UNHCR chief ends Pakistan visit to review protracted Afghan situation

High Commissioner Guterres visits Pakistan and pledges support for projects to rehabilitate and develop selected refugee-hosting areas. The government agrees to revise its Afghan repatriation strategy beyond 2009, based on ground realities.
28 August 2008
High Commissioner António Guterres (extreme left) discussing refugee issues with Pakistan Minister for States and Frontier Regions Najmuddin Khan (extreme right) in Islamabad.

ISLAMABAD, Pakistan, August 28 (UNHCR) - UN refugee agency chief António Guterres today completed a three-day visit to Pakistan during which the government agreed to revise its Afghan repatriation strategy beyond 2009. Both parties also reached a strong consensus on projects to develop refugee-hosting areas in Pakistan.

After arriving in Islamabad on Tuesday, High Commissioner Guterres met with Pakistan's leaders, including Prime Minister Syed Yousef Raza Gilani and Minister of States and Frontier Regions Najmuddin Khan. Guterres also met with top officials in the interior and foreign Ministries.

"Pakistan is UNHCR's biggest partner, hosting the world's largest refugee population for so many years," said Guterres. "No other country has shown such generosity towards its neighbours, and it's important to mobilize more support amongst the international community for this great effort."

The High Commissioner stressed that the protracted Afghan situation is among his top priorities this year. "We are working on a comprehensive strategy that involves assisting the host communities in Pakistan, fully supporting voluntary repatriation and reintegration, while keeping in mind the challenges in Afghanistan," he said.

More than 3.4 million Afghans have been assisted home from Pakistan since 2002, leaving an estimated 1.8 million registered Afghans still living in Pakistan today.

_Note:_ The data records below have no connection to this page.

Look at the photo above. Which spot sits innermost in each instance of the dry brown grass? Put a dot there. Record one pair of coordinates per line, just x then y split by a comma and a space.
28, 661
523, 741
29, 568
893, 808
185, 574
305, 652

Minister Khan noted that repatriation is the preferred solution for Afghan refugees, adhering to the principles of voluntarism and gradualism. "The government of Pakistan is in the process of reviewing the three-year repatriation strategy [originally due to end in December 2009] in accordance with the ground realities," he said. "The revised strategy has to be time-bound on a medium-term basis. Pakistan's concerns will also need to be addressed."

On the need for more reintegration assistance to sustain returns in Afghanistan, Guterres said that an International Conference on Return and Reintegration will be held in Kabul in mid-November. Co-organized by the Afghan government and UNHCR, the event seeks to galvanize support for the refugees, returnees and internally displaced people (IDPs) sector strategy under the Afghanistan National Development Strategy.

As an additional step to share Pakistan's burden of hosting refugees, the High Commissioner presented a pilot project proposal for the refugee-affected and hosting areas (RAHA) in Balochistan and North-West Frontier Province.

"The UN team in Pakistan is fully committed to the RAHA initiative and will appeal for resources to support it," said Guterres about the UN joint programme. "The projects are designed to benefit selected areas of Pakistan by rehabilitating and upgrading infrastructure and services in the sectors of water, sanitation, health care, primary education, environment and livelihood."

Before he left Pakistan on Thursday, the UNHCR chief also met with the UN country team and member countries of the Group of Eight and the European Union to mobilize support for the RAHA project proposal and the coming international conference in Kabul.